Design of supramolecular nanomaterials : from molecular recognition to hierarchical self-assembly

In the present thesis, are reported new strategies for the design of nanostructures to partly address environmental issues. The work carried out has been divided into three parts: the design of cyclodextrin (CD)-based polymeric materials, the molecular engineering of a pyrene derivative for the formation of self-assembled nanostructures and the design of smart nanocarriers.
Considerable efforts have been devoted to the design of molecular receptors capable of specific recognition of a wide variety of targets ranging from small inorganic ions to large biomolecules. These molecular receptors have been widely used to produce (nano)materials with superior molecular recognition properties. While these materials have been extensively studied for biomedical applications, their use in environmental sciences or biotechnology has been, to some extent, neglected.
Supramolecular materials, because of their superior molecular recognition properties may find a wealth of new applications for the selective removal of harmful or valuable targets from industrial waste streams. While the specific recovery of valuable chemicals from waste streams represents an environmentally-friendly and potentially economically-relevant alternative to synthetic chemical productions, it remains a largely unmet challenge. This is partially explained by the complexity of designing sorption materials able to target one specific compound and able to function in complex matrices.
In this manuscript, is reported the synthesis of a series of CD-based polymers (CDPs) designed to selectively extract phenolic compounds from a complex organic matrix that is OMW. In order to endow these polymers with selective adsorption properties, several monomers and cross-linkers were screened and selected. The adsorption properties of the CDPs produced were first tested with selected phenolic compounds commonly found in OMW, namely syringic acid, p-coumaric acid, tyrosol (TY) and caffeic acid. The selected CDPs were subsequently tested for their ability to adsorb phenolic compounds directly from OMW, which is known to possess a high and complex organic content. Adsorption models and adsorption kinetics were studied and allowed to set a new method on a pilot plant. It was demonstrated through liquid chromatography-mass spectroscopy (LC-MS) analyses that efficient removal of phenolic compounds from OMW could be achieved but also that two compounds, namely TY and hydroxytyrosol (HT), could be selectively extracted from OMW. The chemical oxygen demand (COD) level which is correlated to the amount of organic compounds was also reduced in the recovered fractions after extraction of the phenolic compounds, which makes the recovered waters relevant for irrigation purposes.
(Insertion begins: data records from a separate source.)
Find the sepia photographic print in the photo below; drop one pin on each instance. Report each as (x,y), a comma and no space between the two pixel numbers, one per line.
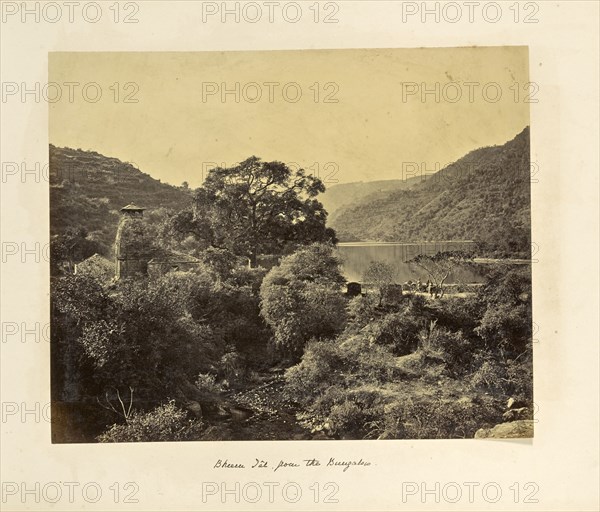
(291,245)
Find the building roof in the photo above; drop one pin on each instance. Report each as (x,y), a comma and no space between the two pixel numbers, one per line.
(132,208)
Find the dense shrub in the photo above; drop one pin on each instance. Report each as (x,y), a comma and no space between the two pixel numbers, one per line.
(301,299)
(165,423)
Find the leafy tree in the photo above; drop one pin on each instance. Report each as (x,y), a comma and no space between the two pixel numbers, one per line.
(165,423)
(70,248)
(257,207)
(301,299)
(380,275)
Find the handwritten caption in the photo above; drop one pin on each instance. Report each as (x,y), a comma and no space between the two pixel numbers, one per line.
(290,464)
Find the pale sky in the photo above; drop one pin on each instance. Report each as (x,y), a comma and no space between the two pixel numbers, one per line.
(368,133)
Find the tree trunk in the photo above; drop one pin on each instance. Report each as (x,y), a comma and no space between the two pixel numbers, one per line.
(253,259)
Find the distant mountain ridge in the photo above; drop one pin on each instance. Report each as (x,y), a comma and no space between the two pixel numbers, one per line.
(88,189)
(484,196)
(337,198)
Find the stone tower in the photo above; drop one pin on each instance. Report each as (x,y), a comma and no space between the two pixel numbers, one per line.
(131,258)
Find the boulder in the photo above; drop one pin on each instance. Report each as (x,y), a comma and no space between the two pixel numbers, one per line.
(511,430)
(522,413)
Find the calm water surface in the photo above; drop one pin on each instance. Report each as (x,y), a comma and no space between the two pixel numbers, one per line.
(357,256)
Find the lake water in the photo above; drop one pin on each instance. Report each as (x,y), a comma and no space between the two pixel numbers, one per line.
(357,256)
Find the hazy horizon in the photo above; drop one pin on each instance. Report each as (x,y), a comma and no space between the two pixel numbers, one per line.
(180,125)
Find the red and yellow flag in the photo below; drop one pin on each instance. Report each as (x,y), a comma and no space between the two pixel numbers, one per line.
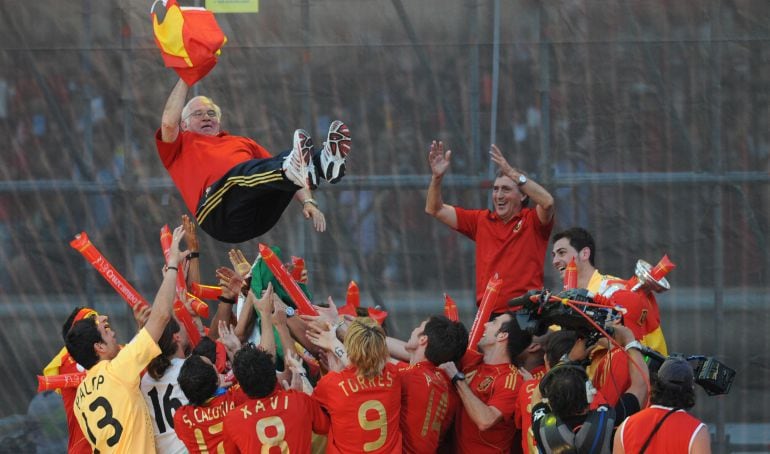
(189,39)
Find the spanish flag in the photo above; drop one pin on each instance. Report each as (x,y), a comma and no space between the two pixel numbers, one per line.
(189,39)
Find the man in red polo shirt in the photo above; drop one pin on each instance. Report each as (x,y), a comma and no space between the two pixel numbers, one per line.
(488,387)
(511,240)
(236,190)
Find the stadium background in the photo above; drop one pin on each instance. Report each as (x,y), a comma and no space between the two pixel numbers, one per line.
(647,120)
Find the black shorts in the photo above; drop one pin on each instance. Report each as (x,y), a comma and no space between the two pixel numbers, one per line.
(247,201)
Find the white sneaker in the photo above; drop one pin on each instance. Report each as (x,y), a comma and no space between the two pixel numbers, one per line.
(295,164)
(336,148)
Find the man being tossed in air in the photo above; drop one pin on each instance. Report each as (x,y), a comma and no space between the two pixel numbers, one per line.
(232,185)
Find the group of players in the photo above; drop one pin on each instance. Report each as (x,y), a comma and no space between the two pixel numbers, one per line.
(332,383)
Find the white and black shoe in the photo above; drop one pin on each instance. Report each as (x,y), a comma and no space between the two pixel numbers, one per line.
(295,165)
(335,150)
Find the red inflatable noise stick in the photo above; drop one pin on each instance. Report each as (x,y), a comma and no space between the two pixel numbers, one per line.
(285,279)
(570,275)
(83,245)
(450,308)
(53,382)
(298,269)
(180,311)
(485,311)
(200,307)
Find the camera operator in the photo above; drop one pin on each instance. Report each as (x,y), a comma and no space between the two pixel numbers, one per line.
(561,415)
(666,426)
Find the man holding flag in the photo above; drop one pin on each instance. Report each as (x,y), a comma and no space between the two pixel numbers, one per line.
(234,187)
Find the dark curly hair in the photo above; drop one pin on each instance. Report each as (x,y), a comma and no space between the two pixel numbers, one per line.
(80,342)
(255,370)
(558,344)
(447,340)
(565,388)
(198,380)
(579,238)
(518,339)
The use of CD-based polymeric materials for the removal of valued added molecules could represent a new approach that will benefit from the ease of production of CDP and cost.
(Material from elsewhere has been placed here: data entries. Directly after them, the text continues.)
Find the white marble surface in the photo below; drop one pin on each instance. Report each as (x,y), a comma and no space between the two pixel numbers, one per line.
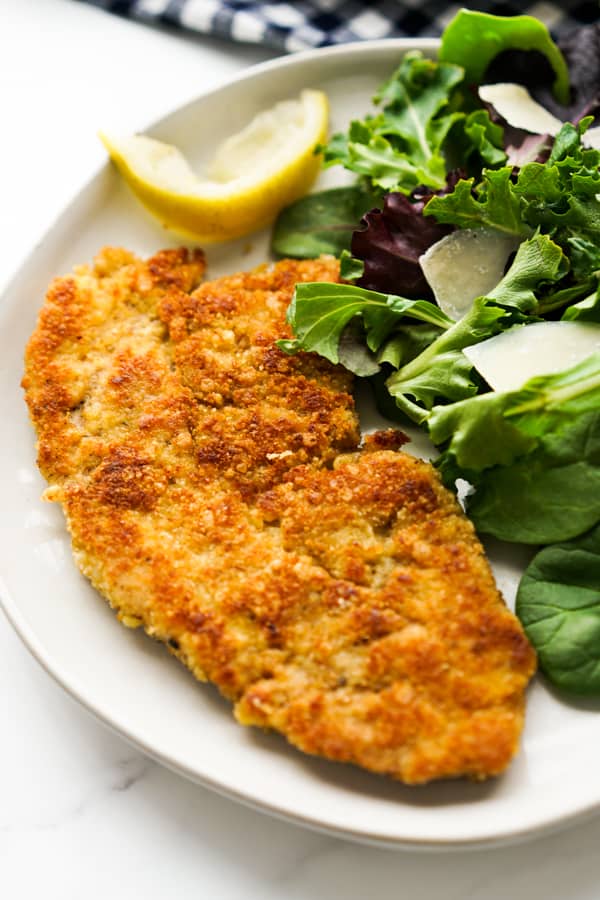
(82,814)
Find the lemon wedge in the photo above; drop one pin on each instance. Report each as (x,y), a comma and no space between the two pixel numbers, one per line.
(253,175)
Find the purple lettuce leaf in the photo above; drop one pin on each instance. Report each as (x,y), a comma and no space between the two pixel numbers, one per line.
(391,240)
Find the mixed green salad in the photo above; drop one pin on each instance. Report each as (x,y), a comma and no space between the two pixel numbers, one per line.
(437,165)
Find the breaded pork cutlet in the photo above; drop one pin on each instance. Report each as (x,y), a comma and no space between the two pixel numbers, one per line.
(216,495)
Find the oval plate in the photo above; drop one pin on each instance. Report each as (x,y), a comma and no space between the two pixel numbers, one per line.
(131,683)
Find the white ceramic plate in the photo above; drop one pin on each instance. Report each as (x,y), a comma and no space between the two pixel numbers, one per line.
(133,684)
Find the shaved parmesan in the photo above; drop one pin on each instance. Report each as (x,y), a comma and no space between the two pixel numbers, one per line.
(464,265)
(508,360)
(516,105)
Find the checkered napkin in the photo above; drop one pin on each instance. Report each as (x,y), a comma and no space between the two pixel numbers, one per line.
(317,23)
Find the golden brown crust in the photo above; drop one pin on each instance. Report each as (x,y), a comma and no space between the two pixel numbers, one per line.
(215,493)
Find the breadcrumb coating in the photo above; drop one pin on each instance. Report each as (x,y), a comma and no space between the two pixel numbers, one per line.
(217,494)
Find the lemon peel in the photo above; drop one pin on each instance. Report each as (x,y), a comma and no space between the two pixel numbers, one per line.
(253,175)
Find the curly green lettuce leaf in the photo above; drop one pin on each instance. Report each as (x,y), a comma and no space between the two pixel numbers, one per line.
(401,147)
(473,40)
(441,373)
(320,312)
(533,455)
(492,203)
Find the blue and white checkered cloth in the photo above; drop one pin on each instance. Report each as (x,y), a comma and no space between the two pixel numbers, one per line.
(317,23)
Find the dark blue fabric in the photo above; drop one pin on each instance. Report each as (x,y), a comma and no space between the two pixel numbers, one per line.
(317,23)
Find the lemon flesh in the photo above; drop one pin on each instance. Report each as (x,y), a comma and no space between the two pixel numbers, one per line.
(253,175)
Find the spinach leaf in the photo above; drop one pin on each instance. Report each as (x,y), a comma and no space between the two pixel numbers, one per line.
(558,602)
(474,39)
(321,223)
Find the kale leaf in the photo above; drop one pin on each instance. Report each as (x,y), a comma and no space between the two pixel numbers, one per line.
(558,602)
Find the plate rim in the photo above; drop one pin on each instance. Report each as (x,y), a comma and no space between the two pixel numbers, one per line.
(72,687)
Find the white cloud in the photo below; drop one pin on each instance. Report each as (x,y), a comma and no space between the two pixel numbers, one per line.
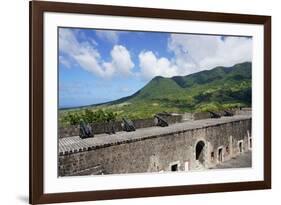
(152,66)
(206,52)
(111,36)
(64,62)
(85,54)
(193,53)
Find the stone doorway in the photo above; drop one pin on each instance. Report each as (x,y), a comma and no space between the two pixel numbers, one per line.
(220,154)
(199,151)
(240,144)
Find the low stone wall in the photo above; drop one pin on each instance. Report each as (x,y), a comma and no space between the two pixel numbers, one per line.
(218,143)
(99,128)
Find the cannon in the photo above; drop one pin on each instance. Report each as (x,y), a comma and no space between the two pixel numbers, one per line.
(85,130)
(160,121)
(164,114)
(214,115)
(110,127)
(227,113)
(128,125)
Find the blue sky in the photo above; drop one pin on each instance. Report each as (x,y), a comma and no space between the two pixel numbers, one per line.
(102,65)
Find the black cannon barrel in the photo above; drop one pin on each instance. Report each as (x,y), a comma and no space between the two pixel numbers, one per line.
(161,121)
(128,125)
(214,115)
(227,113)
(85,130)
Nature represents an inexhaustible source of inspiration for elegant hierarchically assembled structures and biology is replete with numerous examples of highly complex self-assembled structures. From cell membranes to proteins and viruses, the precise internal organisation of these biological structures is based on non-covalent interactions of subunits. Self-assembly strategies have been extensively exploited for the creation of supramolecular entities due to the complex synthesis of large structures through covalent synthetic strategies. Bottom-up approaches permit to build large and complex supramolecular assemblies through the interactions of building blocks.
The accurate molecular design of organic building blocks is of great importance for the creation of large supramolecular entities with precise dimensional organisation. In this PhD thesis, we report the synthesis and template-free hierarchical self-assembly of a novel pyrene derivative into well-defined nanorods. The formation and the three dimensional packing of this pyrene derivative into nanorods were studied by means of fluorescence and UV-Vis spectroscopy, scanning electron microscopy, single crystal and powder X-ray diffraction studies.
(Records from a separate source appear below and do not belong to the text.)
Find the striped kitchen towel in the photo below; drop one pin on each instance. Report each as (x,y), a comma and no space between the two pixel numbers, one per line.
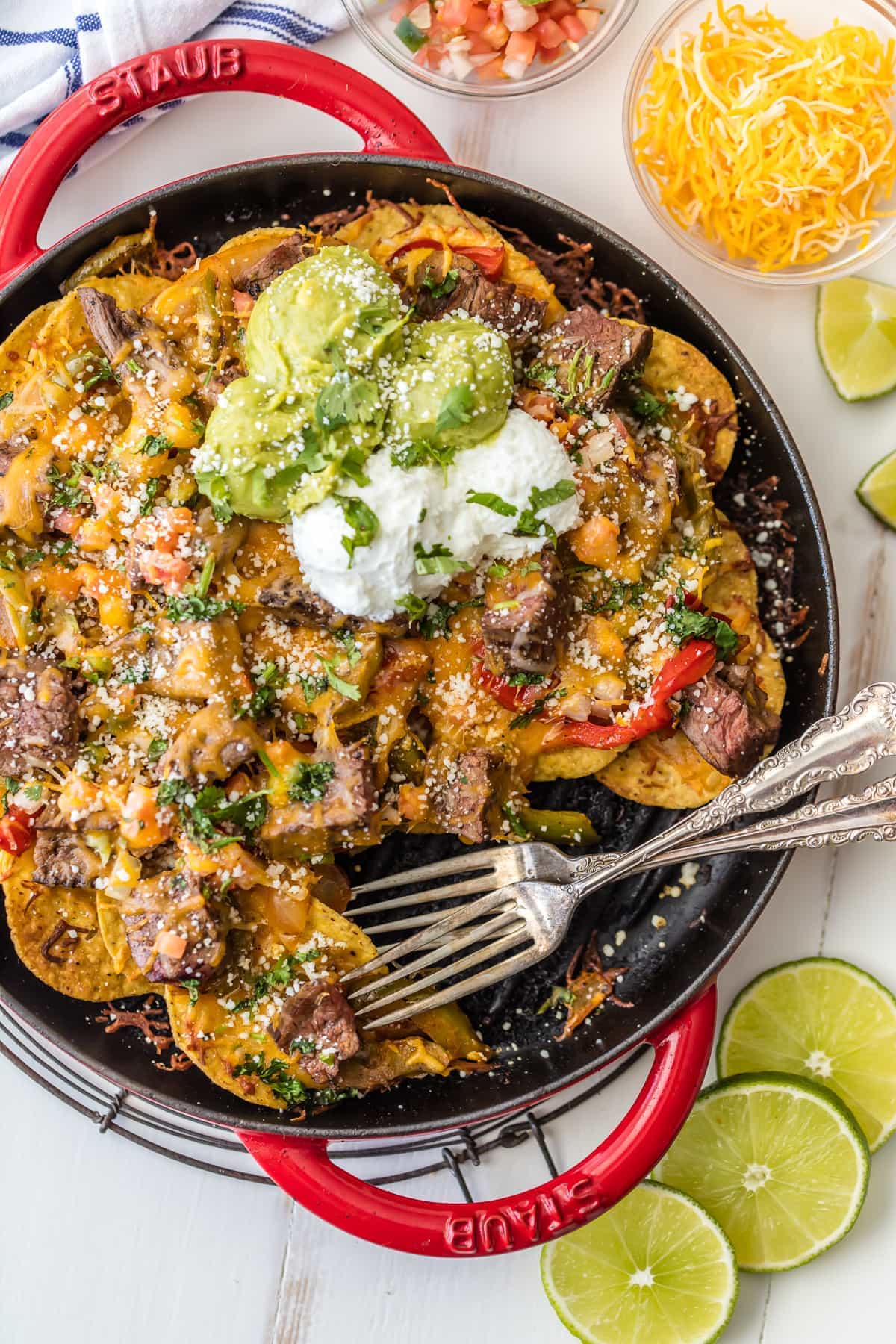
(50,47)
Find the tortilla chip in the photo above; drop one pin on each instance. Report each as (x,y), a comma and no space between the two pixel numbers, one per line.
(55,930)
(379,231)
(114,936)
(220,1043)
(675,363)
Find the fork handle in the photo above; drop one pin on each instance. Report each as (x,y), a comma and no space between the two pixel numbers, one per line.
(304,1169)
(867,816)
(830,749)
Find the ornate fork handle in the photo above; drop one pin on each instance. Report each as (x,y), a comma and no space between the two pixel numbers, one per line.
(869,815)
(830,749)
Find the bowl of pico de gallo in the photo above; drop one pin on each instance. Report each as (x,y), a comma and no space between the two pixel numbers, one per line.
(489,49)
Nowadays oil and hydrocarbons cover most of our energy needs. In 2008, the world demand reached 85.62 million barrels/day.[1] Consequently spill accidents cause also considerable damages and water contamination by oil spills represents a major global problem. Several approaches for the degradation of oil spills are available including mechanical removal, wiping with absorbent materials or booming and skimming, but these techniques stay fairly limited in efficiency. Besides these methods, bioremediation has emerged as one of the most promising treatment for oil spill. Bioremediation is divided into two branches, biostimulation and bioaugmentation. We propose in this thesis an alternative way to overcome dilution related issues in biostimulation to degrade hydrocarbons through the stimulation of the microbial growth to increase the rate and efficiency of hydrocarbons degradation. The system would be able then to target specifically the oil phase and avoid any dilution of the needed nutrients into the sea, which should lead to a higher performance of the bacteria.
We reported in this manuscript the synthetic strategy to produce what we named "Smart Gates Particles" (SGPs) that can act as nanocarriers and deliver specifically the nutrients to bacteria. The loading and kinetic releases of the nutrients contained in the SGPs have been studied in different environments, water and mixture oil/water. The design of such particles represents an alternative and ecological way to overcome the dilution or the non-targeted release of nutrients for oil-degrading bacteria.